Step 1: Extract all citations. Use a tool that identifies every citation in the document, including footnotes, parentheticals, and string citations. Do not rely on a manual scan. Briefs typically contain 15-50 citations, and it is easy to miss one buried in a footnote.
Step 2: Verify each citation against an authoritative database. CourtListener covers federal cases for free. Westlaw and LexisNexis provide broader coverage. The verification should confirm that the case exists, the volume and page numbers are correct, and the case name matches what is in your brief.
Step 3: Check for overruled or reversed authorities. A citation can be real but no longer good law. Shepard's (LexisNexis) and KeyCite (Westlaw) provide treatment analysis. At minimum, check that the case has not been explicitly overruled.
Step 4: Verify quotations. If you are quoting from a case, confirm the quote appears in the actual opinion text. AI tools frequently generate plausible-sounding quotes that do not appear in the cited source.
Step 5: Check court-specific AI disclosure requirements. Does the judge or court require a certification about AI use? If so, prepare the required disclosure or certification language.
Step 6: Document your verification. Generate or save a record showing what you checked, against which database, and when. If a question arises after filing, you want to demonstrate that you performed due diligence.

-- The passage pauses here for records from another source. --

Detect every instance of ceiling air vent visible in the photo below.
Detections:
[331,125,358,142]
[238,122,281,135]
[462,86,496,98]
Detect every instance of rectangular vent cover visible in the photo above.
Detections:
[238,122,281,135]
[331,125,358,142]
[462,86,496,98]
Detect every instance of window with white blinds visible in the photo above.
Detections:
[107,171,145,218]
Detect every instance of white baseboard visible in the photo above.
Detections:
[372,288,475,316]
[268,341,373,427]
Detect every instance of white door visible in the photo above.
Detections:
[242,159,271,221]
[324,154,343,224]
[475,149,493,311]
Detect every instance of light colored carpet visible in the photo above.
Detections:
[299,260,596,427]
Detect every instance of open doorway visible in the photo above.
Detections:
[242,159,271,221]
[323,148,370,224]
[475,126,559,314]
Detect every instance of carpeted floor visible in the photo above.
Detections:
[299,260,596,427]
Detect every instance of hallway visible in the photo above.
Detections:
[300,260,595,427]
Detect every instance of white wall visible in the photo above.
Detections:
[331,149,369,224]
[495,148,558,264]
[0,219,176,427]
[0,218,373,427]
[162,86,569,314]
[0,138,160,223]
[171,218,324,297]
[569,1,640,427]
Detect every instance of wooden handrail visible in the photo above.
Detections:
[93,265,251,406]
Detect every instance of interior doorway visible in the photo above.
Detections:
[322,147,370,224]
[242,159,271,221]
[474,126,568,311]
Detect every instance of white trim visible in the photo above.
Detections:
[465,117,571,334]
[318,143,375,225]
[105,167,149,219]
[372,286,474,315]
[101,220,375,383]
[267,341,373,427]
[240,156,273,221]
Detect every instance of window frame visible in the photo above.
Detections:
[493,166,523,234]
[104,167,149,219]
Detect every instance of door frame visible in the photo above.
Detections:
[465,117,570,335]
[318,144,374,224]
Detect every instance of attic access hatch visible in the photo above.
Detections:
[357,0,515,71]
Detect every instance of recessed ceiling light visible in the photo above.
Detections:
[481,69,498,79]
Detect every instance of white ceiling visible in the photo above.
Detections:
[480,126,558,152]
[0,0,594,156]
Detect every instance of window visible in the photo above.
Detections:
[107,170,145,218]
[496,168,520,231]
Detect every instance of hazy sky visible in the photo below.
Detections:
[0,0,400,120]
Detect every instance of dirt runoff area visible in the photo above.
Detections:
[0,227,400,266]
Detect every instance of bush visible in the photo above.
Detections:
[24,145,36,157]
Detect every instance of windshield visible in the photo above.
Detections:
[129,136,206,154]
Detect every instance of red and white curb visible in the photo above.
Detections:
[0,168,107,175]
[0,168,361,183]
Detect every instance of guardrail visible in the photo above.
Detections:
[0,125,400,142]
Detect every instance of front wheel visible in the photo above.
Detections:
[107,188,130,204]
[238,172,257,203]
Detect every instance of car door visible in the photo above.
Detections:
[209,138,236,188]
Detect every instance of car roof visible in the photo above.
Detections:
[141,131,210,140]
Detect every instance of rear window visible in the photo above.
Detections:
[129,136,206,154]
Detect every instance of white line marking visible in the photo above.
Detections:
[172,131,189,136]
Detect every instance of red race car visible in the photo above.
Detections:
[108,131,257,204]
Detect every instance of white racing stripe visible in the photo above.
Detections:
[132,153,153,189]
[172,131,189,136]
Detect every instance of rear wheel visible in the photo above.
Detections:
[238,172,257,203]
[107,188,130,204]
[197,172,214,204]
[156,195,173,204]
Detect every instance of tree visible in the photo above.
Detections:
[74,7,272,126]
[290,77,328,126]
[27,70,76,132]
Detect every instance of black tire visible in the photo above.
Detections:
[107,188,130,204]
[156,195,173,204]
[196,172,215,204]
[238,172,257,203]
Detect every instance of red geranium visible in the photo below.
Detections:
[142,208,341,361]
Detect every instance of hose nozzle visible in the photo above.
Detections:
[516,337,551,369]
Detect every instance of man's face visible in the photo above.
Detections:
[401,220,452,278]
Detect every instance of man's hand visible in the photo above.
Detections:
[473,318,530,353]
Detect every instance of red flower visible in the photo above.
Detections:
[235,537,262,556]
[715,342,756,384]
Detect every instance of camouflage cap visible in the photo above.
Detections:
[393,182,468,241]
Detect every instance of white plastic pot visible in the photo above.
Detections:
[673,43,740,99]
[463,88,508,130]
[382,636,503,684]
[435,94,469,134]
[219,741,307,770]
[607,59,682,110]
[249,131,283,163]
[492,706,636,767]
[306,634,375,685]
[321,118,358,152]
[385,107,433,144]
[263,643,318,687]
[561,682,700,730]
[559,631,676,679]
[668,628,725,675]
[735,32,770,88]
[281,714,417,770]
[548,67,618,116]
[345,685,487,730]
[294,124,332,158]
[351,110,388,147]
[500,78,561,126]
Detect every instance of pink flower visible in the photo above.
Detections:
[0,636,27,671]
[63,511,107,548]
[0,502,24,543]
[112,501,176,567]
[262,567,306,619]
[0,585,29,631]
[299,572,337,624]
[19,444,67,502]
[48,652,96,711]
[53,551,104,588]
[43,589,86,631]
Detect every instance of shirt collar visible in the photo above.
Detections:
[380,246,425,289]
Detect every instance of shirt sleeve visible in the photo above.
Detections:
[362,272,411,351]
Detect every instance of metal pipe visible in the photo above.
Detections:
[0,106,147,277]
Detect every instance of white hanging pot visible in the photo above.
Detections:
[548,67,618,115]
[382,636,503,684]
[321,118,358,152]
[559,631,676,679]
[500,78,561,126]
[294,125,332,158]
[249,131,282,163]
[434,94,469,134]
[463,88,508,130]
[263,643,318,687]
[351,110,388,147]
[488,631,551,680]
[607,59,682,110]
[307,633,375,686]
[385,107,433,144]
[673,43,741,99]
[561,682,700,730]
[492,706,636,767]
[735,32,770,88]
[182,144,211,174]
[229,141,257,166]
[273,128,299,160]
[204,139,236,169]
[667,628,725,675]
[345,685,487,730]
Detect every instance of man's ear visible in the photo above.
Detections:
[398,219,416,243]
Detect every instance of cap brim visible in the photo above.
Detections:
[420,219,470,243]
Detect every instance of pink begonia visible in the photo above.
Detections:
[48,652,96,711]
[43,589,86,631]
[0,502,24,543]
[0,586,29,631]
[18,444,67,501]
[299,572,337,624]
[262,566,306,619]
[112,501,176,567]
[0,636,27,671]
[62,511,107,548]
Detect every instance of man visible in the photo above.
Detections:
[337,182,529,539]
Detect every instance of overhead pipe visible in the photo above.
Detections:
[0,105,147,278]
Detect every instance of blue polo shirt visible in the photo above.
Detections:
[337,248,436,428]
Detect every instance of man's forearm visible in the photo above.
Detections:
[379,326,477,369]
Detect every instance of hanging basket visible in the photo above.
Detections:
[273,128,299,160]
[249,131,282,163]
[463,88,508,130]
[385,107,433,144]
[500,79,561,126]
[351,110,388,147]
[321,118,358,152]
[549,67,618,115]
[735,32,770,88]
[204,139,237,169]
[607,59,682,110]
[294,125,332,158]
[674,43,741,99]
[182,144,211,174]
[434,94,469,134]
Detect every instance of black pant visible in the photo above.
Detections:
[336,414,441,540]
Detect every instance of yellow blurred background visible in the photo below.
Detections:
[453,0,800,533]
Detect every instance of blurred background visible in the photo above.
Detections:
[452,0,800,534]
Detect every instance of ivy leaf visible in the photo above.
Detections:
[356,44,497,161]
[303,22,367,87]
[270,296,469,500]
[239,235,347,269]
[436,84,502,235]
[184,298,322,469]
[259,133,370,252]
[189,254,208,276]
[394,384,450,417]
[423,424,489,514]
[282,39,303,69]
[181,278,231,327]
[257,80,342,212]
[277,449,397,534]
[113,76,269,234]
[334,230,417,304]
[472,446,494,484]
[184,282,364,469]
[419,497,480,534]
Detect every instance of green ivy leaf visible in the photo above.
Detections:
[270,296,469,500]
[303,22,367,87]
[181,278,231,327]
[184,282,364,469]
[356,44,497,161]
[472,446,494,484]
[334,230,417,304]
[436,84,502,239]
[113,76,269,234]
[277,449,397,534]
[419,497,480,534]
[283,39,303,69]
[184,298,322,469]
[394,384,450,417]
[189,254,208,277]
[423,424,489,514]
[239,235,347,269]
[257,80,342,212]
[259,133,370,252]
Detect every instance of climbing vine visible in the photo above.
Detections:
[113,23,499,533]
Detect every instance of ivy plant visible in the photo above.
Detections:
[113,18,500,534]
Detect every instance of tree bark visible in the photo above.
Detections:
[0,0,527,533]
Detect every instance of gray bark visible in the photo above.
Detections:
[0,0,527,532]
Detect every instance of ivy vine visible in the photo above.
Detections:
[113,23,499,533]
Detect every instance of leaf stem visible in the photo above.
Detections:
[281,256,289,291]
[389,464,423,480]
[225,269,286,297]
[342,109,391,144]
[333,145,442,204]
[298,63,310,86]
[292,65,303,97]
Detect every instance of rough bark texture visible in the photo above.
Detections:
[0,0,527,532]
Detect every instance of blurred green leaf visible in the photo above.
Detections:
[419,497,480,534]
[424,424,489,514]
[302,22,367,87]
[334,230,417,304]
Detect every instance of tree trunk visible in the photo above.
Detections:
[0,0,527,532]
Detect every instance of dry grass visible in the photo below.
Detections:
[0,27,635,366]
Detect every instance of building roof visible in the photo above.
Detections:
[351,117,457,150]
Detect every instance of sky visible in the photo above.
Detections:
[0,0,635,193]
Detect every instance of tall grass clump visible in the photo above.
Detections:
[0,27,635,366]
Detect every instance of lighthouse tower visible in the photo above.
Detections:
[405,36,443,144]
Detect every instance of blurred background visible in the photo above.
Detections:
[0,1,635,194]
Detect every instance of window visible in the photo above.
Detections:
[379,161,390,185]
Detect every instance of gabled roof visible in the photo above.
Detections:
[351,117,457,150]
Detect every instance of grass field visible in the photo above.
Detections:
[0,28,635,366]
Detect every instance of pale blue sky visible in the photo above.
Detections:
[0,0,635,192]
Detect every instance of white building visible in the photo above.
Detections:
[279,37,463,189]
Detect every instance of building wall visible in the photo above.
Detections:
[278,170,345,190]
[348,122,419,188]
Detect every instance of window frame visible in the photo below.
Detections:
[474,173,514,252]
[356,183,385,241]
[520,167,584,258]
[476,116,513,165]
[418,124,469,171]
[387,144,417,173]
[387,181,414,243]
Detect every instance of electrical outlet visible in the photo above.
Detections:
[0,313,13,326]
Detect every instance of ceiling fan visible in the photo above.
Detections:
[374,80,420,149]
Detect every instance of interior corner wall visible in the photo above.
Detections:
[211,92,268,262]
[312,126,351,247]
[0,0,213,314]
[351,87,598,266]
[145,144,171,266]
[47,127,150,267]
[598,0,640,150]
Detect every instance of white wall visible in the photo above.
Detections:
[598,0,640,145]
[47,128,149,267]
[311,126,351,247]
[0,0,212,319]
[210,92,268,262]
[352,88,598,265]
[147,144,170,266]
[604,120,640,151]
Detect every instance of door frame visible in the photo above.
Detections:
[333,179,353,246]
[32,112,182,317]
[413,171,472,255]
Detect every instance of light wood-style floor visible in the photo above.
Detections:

Step 7: Have a second set of eyes review. Another attorney or a paralegal should independently spot-check a sample of citations. Fresh eyes catch errors that familiarity misses.
This checklist applies whether you used ChatGPT, Copilot, Claude, or any other AI tool. It also applies if you are not sure whether AI was involved. If a junior associate or contract attorney drafted the brief, you are still responsible for the citations.